Mögliche Gründe, die zu einer schlechten Sprachverständlichkeit führen, sind Mängel in der Sprachalarmanlage wie z.B. Verzerrungen, defekte Komponenten oder schlecht abgestimmte Laufzeiten zu den Lautsprechern. Um die zu entdecken, müssen die Kenndaten der Anlage überprüft und Fehler identifiziert werden. Dazu benötigt man einen geeigneten Signalgenerator und ein Messgerät für die notwendigen elektrischen und akustischen Tests. Hierzu bieten sich der MR-PRO und der XL2 an, mit denen sich sämtliche relevanten Prüfungen schnell und zielgerichtet durchführen lassen.

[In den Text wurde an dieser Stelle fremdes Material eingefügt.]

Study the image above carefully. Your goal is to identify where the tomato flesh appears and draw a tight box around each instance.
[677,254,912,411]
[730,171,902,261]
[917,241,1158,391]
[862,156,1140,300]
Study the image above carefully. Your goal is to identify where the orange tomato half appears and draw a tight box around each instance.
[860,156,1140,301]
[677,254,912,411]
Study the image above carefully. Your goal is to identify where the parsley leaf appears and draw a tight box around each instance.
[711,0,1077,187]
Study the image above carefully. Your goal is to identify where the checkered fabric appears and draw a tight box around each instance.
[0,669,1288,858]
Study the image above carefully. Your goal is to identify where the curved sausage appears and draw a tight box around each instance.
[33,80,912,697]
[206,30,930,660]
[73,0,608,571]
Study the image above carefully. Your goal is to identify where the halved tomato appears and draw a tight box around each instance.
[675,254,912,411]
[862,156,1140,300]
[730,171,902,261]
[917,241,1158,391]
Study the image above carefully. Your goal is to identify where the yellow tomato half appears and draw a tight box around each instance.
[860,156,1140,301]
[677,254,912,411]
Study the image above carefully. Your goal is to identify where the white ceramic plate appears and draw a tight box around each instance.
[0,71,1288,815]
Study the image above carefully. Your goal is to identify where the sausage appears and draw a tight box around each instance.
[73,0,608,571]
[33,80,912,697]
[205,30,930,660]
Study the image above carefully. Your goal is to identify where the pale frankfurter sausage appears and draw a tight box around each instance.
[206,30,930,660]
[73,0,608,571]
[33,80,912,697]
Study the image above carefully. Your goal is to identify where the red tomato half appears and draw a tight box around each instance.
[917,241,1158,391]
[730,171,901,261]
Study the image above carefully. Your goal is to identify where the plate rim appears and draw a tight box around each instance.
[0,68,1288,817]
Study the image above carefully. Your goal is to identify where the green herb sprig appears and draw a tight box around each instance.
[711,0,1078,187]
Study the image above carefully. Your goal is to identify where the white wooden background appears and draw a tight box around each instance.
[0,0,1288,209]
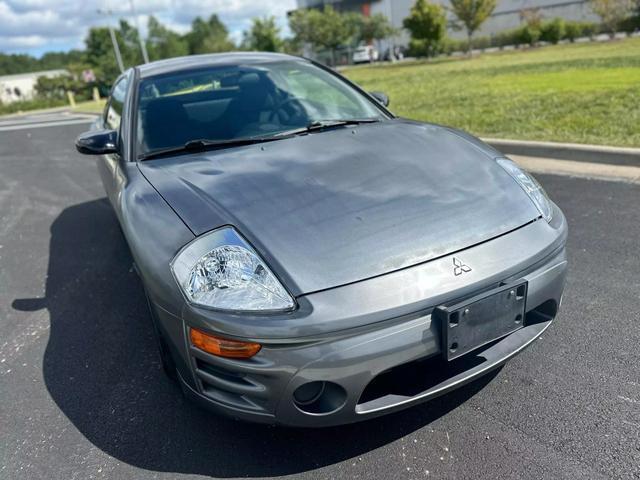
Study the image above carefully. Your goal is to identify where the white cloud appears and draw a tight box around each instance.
[0,0,295,52]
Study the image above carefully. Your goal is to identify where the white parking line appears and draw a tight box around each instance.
[0,118,94,132]
[510,155,640,184]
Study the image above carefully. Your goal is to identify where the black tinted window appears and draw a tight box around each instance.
[105,78,128,130]
[137,60,385,153]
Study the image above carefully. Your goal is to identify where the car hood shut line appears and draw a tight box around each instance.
[140,119,539,296]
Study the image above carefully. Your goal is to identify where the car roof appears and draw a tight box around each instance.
[137,52,302,78]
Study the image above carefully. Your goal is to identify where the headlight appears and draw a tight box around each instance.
[171,227,295,311]
[496,158,552,222]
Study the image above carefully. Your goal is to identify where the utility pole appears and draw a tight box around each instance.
[129,0,149,63]
[98,8,124,73]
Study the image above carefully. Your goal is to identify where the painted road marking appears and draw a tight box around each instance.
[509,155,640,184]
[0,117,95,132]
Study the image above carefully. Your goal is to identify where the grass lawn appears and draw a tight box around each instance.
[343,38,640,147]
[71,99,106,113]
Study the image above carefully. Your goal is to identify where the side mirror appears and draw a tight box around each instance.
[76,130,118,155]
[369,92,389,107]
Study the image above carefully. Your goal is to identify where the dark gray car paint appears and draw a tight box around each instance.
[84,55,567,426]
[140,120,540,296]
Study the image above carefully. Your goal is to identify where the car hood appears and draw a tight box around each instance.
[139,120,539,295]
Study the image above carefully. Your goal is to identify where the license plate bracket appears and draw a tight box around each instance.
[434,280,528,361]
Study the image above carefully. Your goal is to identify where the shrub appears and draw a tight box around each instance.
[0,98,68,115]
[515,25,540,45]
[618,15,640,33]
[578,22,599,37]
[491,28,520,47]
[402,0,447,57]
[471,37,492,50]
[442,38,467,55]
[564,21,581,43]
[540,18,566,44]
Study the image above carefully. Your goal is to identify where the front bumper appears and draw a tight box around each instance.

Andererseits kann auch eine ungünstige Auslegung der Sprachalarmanlage zu schlechten STI-Werten beitragen. Als Beispiel sei hier die Installation von zu wenigen Lautsprechern im Raum genannt, was zu einem inhomogenen Schallfeld mit akustischen ‚Löchern‘ führen könnte. In so einem Fall müssen die Lautsprecher entsprechend lauter betrieben werden, was wiederum dazu führen kann, dass einige Bereiche ‚zu laut‘ werden. Generell gesagt empfiehlt es sich daher, eher mehrere, gleichmässig verteilte Lautsprecher im Raum zu installieren.

Raumakustik

Einen weiteren, wichtigen Einfluss auf die Sprachverständlichkeit übt die Raumakustik aus. Hierbei ist primär entscheidend, ob der Direktschall zum Zuhörer dominant ist gegenüber eventuell auftretenden Schallreflexionen. Solange dies der Fall ist, sind (wahrscheinlich) keine weiteren Massnahmen notwendig. Andernfalls, d.h. insbesondere beim Auftreten von sehr starkem Nachhall, kann die Sprachverständlichkeit beeinträchtigt werden. Als Gegenmassnahme empfiehlt sich dann die Installation schallabsorbierender Objekte wie z.B. Vorhänge, Teppiche, Polstermöbel oder spezielle Paneele.

Umgebungslärm

Falls laute Umgebungsgeräusche von aussen einwirken, verschlechtert sich unter Umständen die Sprachverständlichkeit im Innenraum. Dies kann immer dann passieren, wenn die Lokalität nur unzureichend gegen nahegelegene Lärmquellen abgeschirmt ist.

In solchen Fällen hilft für gewöhnlich die Installation von besseren Fenstern, Lärmschutzwänden oder ähnlich gearteten Massnahmen, welche den Publikumsbereich von der externen Lärmquelle entkoppeln.